A mini-guide to the silent battle against noise and vibrations. The troubleshooting allows to identify, through the campaign of measures, the causes that generate vibrations and noise with the right remedies

by Gian Piero Repetti

This time I’m more relaxed. I have to confess that troubleshooting is my favourite topic: identifying the causes of noise and vibrations to resolve them with the right remedies. Stop.

‘A few years on’ and it’s still my passion: getting my hands dirty, climbing aboard and listening, touching and then thinking, studying, finding the solutions to the problem, the one that literally keeps you awake at night, the ones that ‘shake you up’ when we’re on board, with the sole objective of achieving your dream of (vibroacoustic) COMFORT on board. You’ve understood correctly. We’re finally talking about existing boats, practical problems and how to resolve them in order to travel more comfortably. I won’t be deceiving you if I tell you that a qualitative investigation, based on sensations, is not enough: you already knew that. Only by arming ourselves with the ‘tools of the trade’, accelerometers and microphones connected to a scanner, will we discover:
• The guilty parties (the sources of noise and vibrations)
• The accomplices (insulators, structure or the sources themselves, if they generate vibrations with excessively high amplitudes)

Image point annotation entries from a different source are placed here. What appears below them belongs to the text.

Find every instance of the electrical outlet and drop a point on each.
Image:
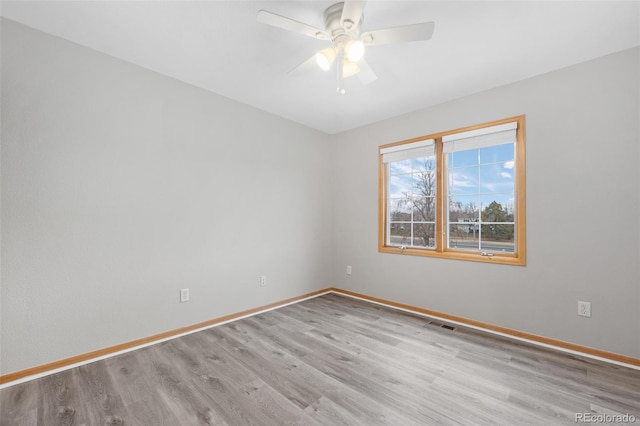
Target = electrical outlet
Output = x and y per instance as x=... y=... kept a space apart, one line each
x=584 y=309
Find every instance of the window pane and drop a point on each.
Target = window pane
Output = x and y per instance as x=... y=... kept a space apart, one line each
x=399 y=167
x=424 y=183
x=424 y=209
x=497 y=208
x=400 y=186
x=463 y=209
x=464 y=237
x=463 y=180
x=463 y=158
x=400 y=210
x=498 y=238
x=399 y=234
x=424 y=163
x=497 y=153
x=424 y=235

It’s obviously a complicated matter. It wouldn’t be
so scary otherwise!

Let’s simplify things by saying that the most annoying vibrations are the ones with the biggest amplitude, which are not reduced, but are instead sometimes even amplified by the insulators or the structure of the boat, which form the transmission chain. Are you ready to climb aboard? I certainly don’t need to tell you where we’re heading. To the part of the boat where the problem is most apparent, so that we can measure and record the annoying phenomenon. And then where? Well done! To the engine room. And now I can’t avoid it. You’ll need to take a look at two graphs, Diagram A and Diagram B (believe me, they sometimes make things clearer than many words!) On the left is a record of vibrations over time; on the right is another version of the same signal that organises it, associating each frequency with a particular amplitude (in technical jargon, the so-called signal spectrum). If we add up (literally) the vibrations in the second graph (B) one by one, we obtain the first (A) as a result. Let’s say that the second is a simpler way of representing the vibration that would otherwise be too complex to analyse. It’s also primarily a clever expedient that we can use to identify the guilty parties more easily.

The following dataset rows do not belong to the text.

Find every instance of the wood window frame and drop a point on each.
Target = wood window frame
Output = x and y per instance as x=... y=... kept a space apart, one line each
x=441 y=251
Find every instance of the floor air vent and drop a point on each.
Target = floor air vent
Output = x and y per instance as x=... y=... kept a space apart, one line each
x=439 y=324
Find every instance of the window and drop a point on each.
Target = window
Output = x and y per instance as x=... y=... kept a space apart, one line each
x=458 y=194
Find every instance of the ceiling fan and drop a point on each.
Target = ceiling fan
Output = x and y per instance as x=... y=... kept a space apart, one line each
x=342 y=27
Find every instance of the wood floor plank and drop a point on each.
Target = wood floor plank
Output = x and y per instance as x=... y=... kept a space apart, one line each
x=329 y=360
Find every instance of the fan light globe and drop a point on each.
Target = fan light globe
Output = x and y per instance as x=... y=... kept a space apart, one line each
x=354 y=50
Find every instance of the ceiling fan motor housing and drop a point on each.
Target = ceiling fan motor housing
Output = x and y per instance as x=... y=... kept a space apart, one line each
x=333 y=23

Diagram A – Vibration over time

Diagram B – Spectrum of the signal

And we’re on board, on our yacht powered by a 12-cylinder engine that runs at between 600 and 2300 rpm, connected to the speed reducer by a Cardan joint. Here it is in the Imagine 1.

Imagine 1

Let’s take our measurements and obtain a noise graph like the one in Diagram C, with two clear peaks: one at 90 and the other at 720 Hz. Who could be generating them? Let’s look at the engine speed: 1800 r.p.m. What event is repeated three times during every revolution of the engine? In a 12-cylinder engine, three cylinders ‘explode’ during each revolution: we can say that we will have a triple-frequency vibration compared to the engine rotation vibration (1800 revolutions per minute are equivalent to 30 Hz): our 90 Hz to be precise. The same applies for the other peak. 720 Hz correspond to the number of engine revolutions multiplied by the number of teeth in the reducer cog (1800/60 x 24 = 720 Hz).

Diagram C – Fine band noise spectrum

However, if the engine is creating our problem, why do we notice it in the lounge? The more attentive of you will already know the answer: make me happy, go on! The engine is mounted on flexible supports, positioned on the base in their turn. Of course: either the choice of flexible supports is not ideal or the foundations on which the supports rest are inadequate (a soft structure could nullify the choice of a specific antivibration support, transmitting the vibration far away in our boat).

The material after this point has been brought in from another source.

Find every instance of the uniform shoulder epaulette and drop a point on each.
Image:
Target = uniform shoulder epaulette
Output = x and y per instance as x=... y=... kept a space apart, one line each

And now we need a hammer. I’m not joking. It’s true. The hammer test consists of a real hammering with a specific hammer to establish the rigidity of the structure. By comparing this value with that of the antivibration supports, we can check whether the choice made during the design phase was a good one. Ah yes, we’ve learned that we have to let the measurements speak for themselves. Solutions in our field are not identified on the basis of past experience, but by carefully analysing the measurements resulting from an effective experimentation plan.